Why You Should Avoid Coca-Cola For Emerging Markets

May.10.12 | About: The Coca-Cola (KO)

By Scott Martin

The standard advice for U.S. traders looking to play the emerging markets is to trust that companies that have already established themselves in the developed world will keep expanding their reach. But the most recognized brand in the world has a few twists just for emerging markets portfolios.

Coca-Cola (NYSE:KO) needs no introduction. It's a huge company, with a market cap big enough to buy every company in the Philippines or, with a little stretching, Denmark.

In theory, an investor could simply note that 30% of Coke's revenue -- and 60% of its earnings -- now comes outside its traditional strongholds of North America and Europe and buy into it as an "emerging markets consumer stock."

Naturally, the presence of that other 70% of the company makes this at best a stop-gap solution. Are traders really so hungry for exposure to the middle class that they're willing to pay $77 a share for the equivalent of $2.25 in emerging markets EBITDA and take the U.S. franchise as a bonus?

That's just not how trader psychology works. North America will be the needle that moves Coca-Cola shares for the foreseeable future, and emerging markets are just the high-growth filigree on that needle.

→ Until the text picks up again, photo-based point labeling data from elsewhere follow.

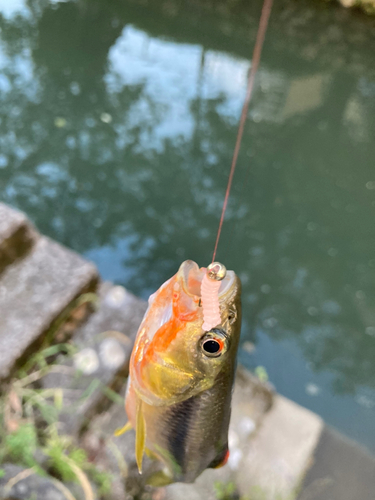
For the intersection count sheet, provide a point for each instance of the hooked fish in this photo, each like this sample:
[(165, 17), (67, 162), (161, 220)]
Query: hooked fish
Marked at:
[(179, 391)]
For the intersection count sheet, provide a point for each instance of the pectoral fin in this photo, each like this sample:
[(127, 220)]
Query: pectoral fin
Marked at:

However, Coca-Cola is unique in having proxies based in emerging markets and actively traded. Building Greece-based Hellenic Coca-Cola Bottling (CCH) into a portfolio provides focused exposure to Coke's growing presence east of the eurozone all the way to Siberia. Coca-Cola Femsa (NYSE:KOF) plays a similar role in Latin America.

These companies don't own the Coke formula or any of the company's array of other consumer products. They just bottle soda.

But on those terms, Latin America and Eastern Europe are interesting enough opportunities for soda-driven traders to watch.

Based in Mexico, Coca-Cola Femsa is the largest soda bottler in the world, building on its position as a joint venture between Coca-Cola and local favorite drink maker Femsa (NYSE:FMX) to sell across the Latin world.

A surprising fact emerges from this: Local brands like what Femsa has to offer are actually where all the action is.

Coca-Cola reported 5% growth in Latin America last quarter. Hellenic Coca-Cola Bottling routinely brags about growing its business -- Coke and local brands together -- at a rate above 20% a year.

This isn't simply a question of the bottlers outperforming the parent company because over in Eastern Europe, Coca-Cola Femsa reported its unit sales dipping 1% while Coca-Cola managed to eke out 1% growth in the region.

Unlike Hellenic Coca-Cola Bottling, Coca-Cola Femsa doesn't really have a rich shelf of local beverages to sell alongside Coke. The "secret ingredient" here seems to be 100% Femsa -- and yes, that's the stock out of this quartet that's performed best so far this year.